One thing that I do know is that Mary was very brave. She was promised to be married; and her fiance knew that the child was not his. By accepting what the Angel Gabriel said to her, she was accepting real danger. When a girl, engaged to be married, was pregnant, by somebody else, the man has every right to have her stoned. It would take an act of God to convince Joseph not to break off the engagement. Mary had to accept becoming a single mom, or, more likely, for a mob of people to throw rocks at her, without stopping until she was dead.  I would be terrified, but Mary praises God for this blessing.

One thing about God’s calling in scripture is that God never seems to promise that the person being given a word (or in Mary’s case the Word) that he or she will be O.K. You might remember, in the case of Isaiah, God was pretty clear that he wouldn’t live long enough to see people listening to his prophecies. Jesus told his disciples that they could expect persecution. When God calls people, there are no promises, only a call to be obedient.

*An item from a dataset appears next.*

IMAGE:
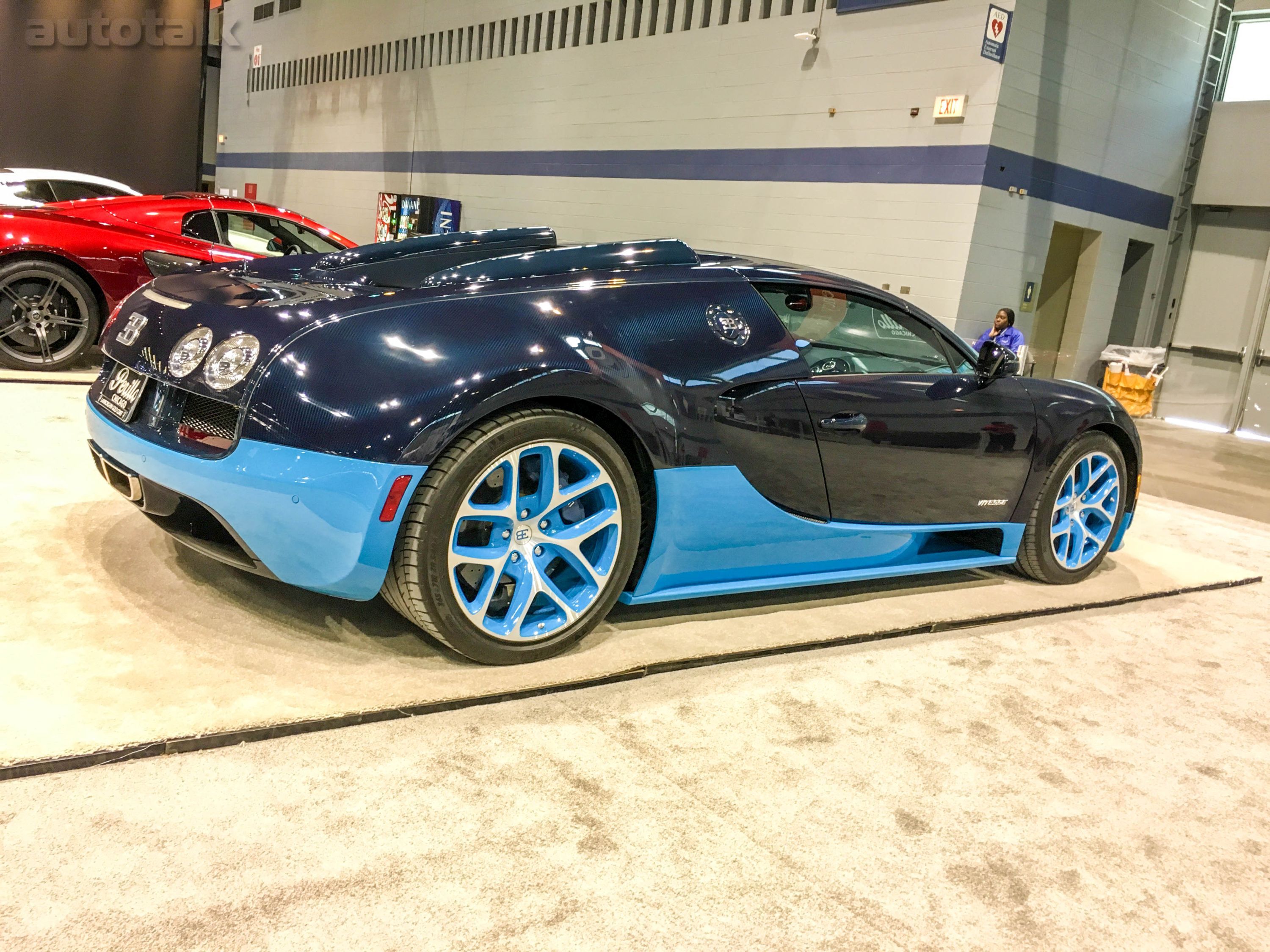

The way I connect with this knowledge is through the C.S. Lewis children’s book The Silver Chair. This is the 4th of the Narnia stories, and In this story, there is this character named Puddleglum, the Marsh Wiggle. Aslan the lion gives instructions for the children to follow; four signs that will bring them where they are supposed to go and tell them what to do when they get there — they are to do what they are asked to do when somebody makes a request in the name of Aslan. Pudleglum offers to help them. Now, at first it seems like Puddleglum isn’t going to be much help, because he’s so incredibly pessimistic. He seems to expect unpleasantness and death, even from the ordinary.
When they went on the adventure, things did turn out unpleasant. They faced terrible weather which kept them from noticing an important sign. They accepted an invitation to dinner from a city of giants, not realizing that they were on the menu — but they escape underground into a greater danger; They find themselves underground, captured by the Green Lady, a sorceress who rules the underworld. She enchanted the children, and through enchantment convinced them that there was no sun, no such thing as lions, no stars, no over-world; that they made everything up. Puddleglum was the only one who managed to keep his head and he rejected that Narnia was made up saying:

We’re just babies making up a game, if you’re right. But four babies playing a game can make a play-world which licks your real world hollow. That’s why I’m going to stand by the playworld. I’m on Aslan’s side even if there isn’t any Aslan to lead it. I’m going to live as like a Narnian as I can even if there isn’t any Narnia

Now, they had made friends with a young knight who lived in the underworld. He told them that for an hour each day, he is under some sort of spell that renders him violently insane. During that hour, he is to be tied to the silver chair. He asks for company during this hour, but also warns the children not to loose his bonds for anything — because if they do, he will surely kill them in his madness.

The knight does go crazy — he begs, he fights, and he threatens to kill them all. He strains the bonds to the point that the children fear he might break free; and they are sure that if he breaks free that they will all die. They were warned, so they hold back and watch and wait. Finally, he begs them to release him in Aslan’s name. This kids recognize what Aslan asked them to do — but, they are not ready to believe; they know that they cannot expect to survive the encounter. Again, the Marshwiggle is clear: Obedience is loosing the violent crazy knight. Puddleglum lets them know that he fully expects that they all will be slaughtered, but it does not matter because this is what obedience looks like. Aslan never promised that things would go well — he only gave instructions for them to follow.

For me, this is the picture of faith and courage: to trust and obey or to do what is right even when it has negative consequences. When Mary answered the Angel, saying “let it be as you said:” she surely had some idea what the consequences of obedience might be. Gabriel never promised to make everything OK with Joseph. Even though everything was made OK with Joseph, people still talked: People talked enough that people remembered that Jesus was of unknown paternity: when somebody says to Jesus “I know who my father is”, that person is speaking about the scandal behind his birth.

The faith of Mary is the same as the faith of the prophets, and the faith of Puddleglum. The faith of Mary is a faith that says: “let it be as you say,” even though obedience has consequences.  It if the faith to obey, even when obedience is punished instead of rewarded.